Whether you want to pitch a new project to the board, show your latest experiments at a conference or make a compelling case during a meeting, PowerPoint presentations are just what you need to help you out. Unfortunately, not every PC has Microsoft Office installed, so there are times when you might end up with a file that you just can't open and that can be very frustrating. As most computers are equipped with media players, a simple solution to avoid this kind of problems would be to convert your PPT presentations into videos. Here you will find out exactly how to do that.
If you are using Office 2010 or a newer version of the software bundle, then you are in luck as Microsoft has added an option which allows you to export presentations as videos directly from PowerPoint's interface. Basically, all you need to do is finish your project and once it's completed, click on File, then go to Export (in some cases the section may be called Save & Send) and choose the Create a Video option.

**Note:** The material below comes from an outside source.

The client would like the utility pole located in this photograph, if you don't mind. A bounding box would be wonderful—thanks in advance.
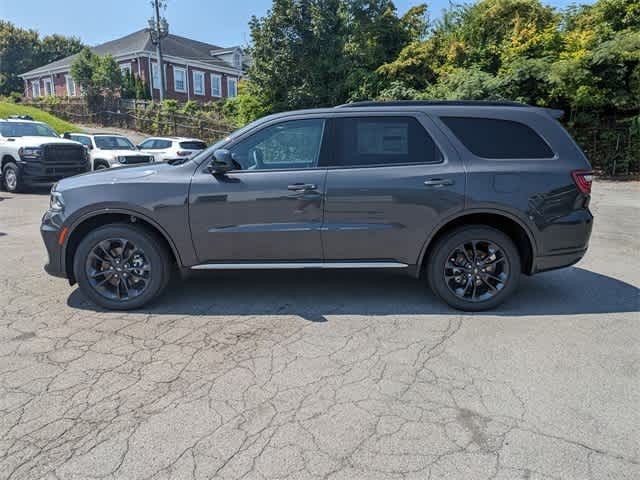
[149,0,169,101]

From there you can also perform some additional settings, such as deciding how much time each slide should be on the screen, the resolution that your video should have and even set up recorded timing and narrations to give your presentation a more professional look. Once you've set everything up, click the Create Video button, choose the name and desired format, then press Save and the program will start creating your video in the desired location. Depending on your system and the length of your presentation, this process may take a little time, but it displays a progress bar that indicates how far in the creation process you've gone.
In case you're using an older version of Microsoft Office, don't fret; there are a few alternative ways of converting PPT files into videos. (Truth be told there are more than just a few, but not all of them are worth trying out).
Just so you know what you're dealing with from the beginning, AuthorStream has the big advantage of being free, but it also has a possible major drawback in the fact that it adds a watermark with the program's name on the video that it creates. Additional advantages of using this tool to convert your PPT files into video are that there is very little quality loss and that it will work even if your presentations include animations, transitions and narrations.
Unfortunately, AuthorStream is a web-based service which relies on people gaining credits by having their videos viewed by the other members of the community, so you won't be able to use it too many times for your personal goals. However, as a temporary solution, it may be just what you need. In order to convert your file, you will need an account and to follow the steps provided by the website in order to go through the conversion.
Most of the times I've used Camtasia, it was for screen recording and creating video tutorials, but this tool can also be effectively employed for converting PPT files to various video formats. To be honest, the application can be considered expensive (though nowhere near Adobe's Captivate price), so don't buy it just for this purpose, but it does offer a free 30-day trial that you can take full advantage of. What's even better is that the output video will be watermark-free so you won't have to worry about being considered a cheap skate by the viewers of your video.
Other important advantages are the abundance of editing options which will help you make everything look perfect, the ability to use and add animations, customizable transitions, etc. All you have to do is check the PowerPoint add-in box and, after that, recording the presentation is just a piece of cake.